Having returned from last week's York, PA Show, I have a huge list of projects to keep me busy this winter. Among them a #322 Hudson with S.I.T. Seller said it needs rewiring as it does not run. The graphics look great as does everything else about it. Was asking $85, got it from him for $70. I'll probably take off the tender shell and find nothing inside...

Also picked up a bunch of beat-up New Haven passenger coaches to customize as well as a couple of streamliner coach shells and sheet metal chassis. I'm not too good at painting but this will serve as my experimentation.

Found a #21234 Chesapeake and Ohio GP7 w/long steps in really decent shape for $175 at a hobby shop open house near York. The owner says it was just serviced and runs well. I'll find out soon enough. Other than determining if it runs or not, the paint is very good. Only some mssing/chipped on the yellow handrails which I understand is normal for these.

This is all on top of the other projects still that are still waiting.

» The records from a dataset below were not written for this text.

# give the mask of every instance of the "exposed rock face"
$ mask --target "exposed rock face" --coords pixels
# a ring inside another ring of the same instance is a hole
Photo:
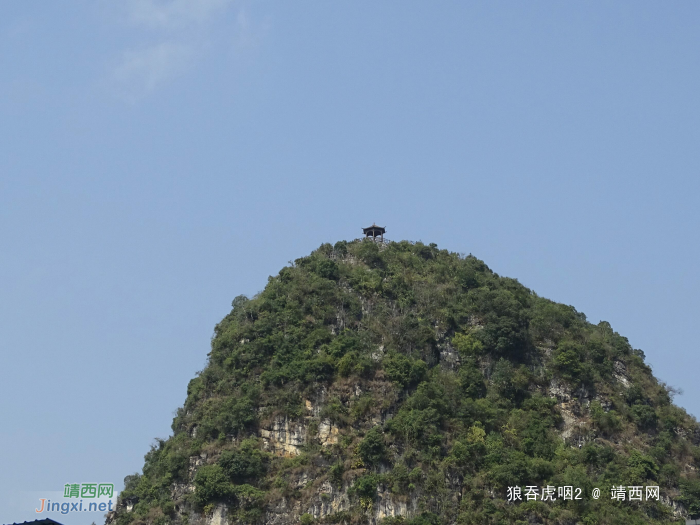
[[[266,450],[280,456],[297,456],[306,442],[306,427],[290,421],[287,416],[277,416],[269,429],[260,429]]]
[[[700,428],[608,324],[471,256],[377,246],[327,246],[234,300],[108,525],[594,523],[505,488],[628,472],[666,482],[628,522],[686,516],[664,477],[697,479]],[[625,522],[614,503],[600,515]]]

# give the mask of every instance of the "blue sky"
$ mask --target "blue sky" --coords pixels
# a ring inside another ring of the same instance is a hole
[[[372,222],[609,321],[700,415],[699,18],[4,2],[0,521],[140,470],[231,300]]]

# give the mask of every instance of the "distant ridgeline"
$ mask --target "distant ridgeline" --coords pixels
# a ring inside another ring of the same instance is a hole
[[[108,524],[700,514],[700,429],[642,351],[471,255],[372,233],[234,299]]]

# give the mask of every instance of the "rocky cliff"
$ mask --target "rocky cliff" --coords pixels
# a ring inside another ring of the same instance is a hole
[[[323,245],[233,301],[107,523],[674,523],[700,512],[700,429],[672,394],[608,323],[472,256]]]

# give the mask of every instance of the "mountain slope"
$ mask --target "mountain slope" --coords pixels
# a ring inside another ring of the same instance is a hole
[[[700,428],[672,393],[475,257],[325,244],[233,301],[108,523],[674,523],[700,512]]]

I have dozens of empty rolling stock shells waiting for trucks, mostly hopper cars, to be riveted on. There's no doubt I'll have plenty to do when the heavy snow hits.

Anybody else make it to York and pick up some winter projects?


----------



## Big Ed (Jun 16, 2009)

Don't forget to save some time for shoveling snow and chopping firewood.


----------



## gunrunnerjohn (Nov 10, 2010)

I went to York, but didn't get any winter projects. However, I have more than enough to keep me going anyway, and nothing really called my name at a price that I wanted to pay.


----------



## kix662003 (Mar 8, 2013)

Folks were digging out of snow in Minnesota this morning. Glad it's not that cold here!


----------



## Nuttin But Flyer (Dec 19, 2011)

Put a gas fireplace in when built house, no need to chop wood anymore. And have a big snowblower to handle the snow.


----------